The next thing to do is see if your start menu has any kind of search option and use that to find your application. The two apps you mention are established ones and should be in the menu in a category called something like Multimedia.
For your two applications, you shouldn't need to do this, but you can always edit your start menu and add entries for any application you want, even for something as simple as a shell script (which you may learn to write in the future). I do this all the time, but I can't give you the specifics because what I do in KDE won't match your desktop.
Hate to keep bringing up the command system, but regardless of what's going on in your menu system, if you open a terminal and just type
brasero &
OR
sound-juicer &
That's all you need to start it (gui and all) if it's installed correctly (and, if it isn't, you'll get some error messages that are invisible from the gui - which you can use to search the web for a solution or to post to a forum like this to get help for your specific issue.)

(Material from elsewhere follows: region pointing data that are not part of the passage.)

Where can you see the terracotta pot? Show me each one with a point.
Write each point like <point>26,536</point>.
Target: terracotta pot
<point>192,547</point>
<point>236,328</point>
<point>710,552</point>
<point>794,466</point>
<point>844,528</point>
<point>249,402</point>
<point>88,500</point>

The "&" at the end of the command isn't strictly necessary, but it does free up the terminal so you can use it for something else without first closing brasero or whatever other program you are running.
As for music libraries, I would strongly recommend reading up on how the various music players like Amarok, Clementine, Rhythmbox manage your collections. Or, just try them out with a very small collection and make sure everything works as desired before adding a lot more material.
If you figure out a good way to organize all your music folders and all the id3 or other tags in your music files before you start building a large collection, it will save you a ton of time from having to reorganize or re-tag the collection later. I learned this one the hard way.
You should also check this out with regard to any standalone music players like mp3 players you may have. The ones I use primarily organize everything using the id3 tags and when those are messed up, you can end up with a bunch of tracks from multiple albums listed as by Unknown Artist playing in alphabetical order instead of in the original order.
One other note (IMHO): If possible, store your music (and, especially video) files somewhere other than in your root or home partition.
These things use a lot of storage and tend to keep growing as you add more content. If they get too big, they can fill up the partition they're stored on. If it's root, then Linux can run out of room and become non-functional. If it's home (and home isn't on the same partition as root), then your applications and some of the system programs may not have room to work and that's almost as bad.
I make my root and (separate) home partitions relatively small (around 30GB each) and take all the space that's left and make it a partition just for data. If that fills up, it fills up, but it doesn't stop anything else from working.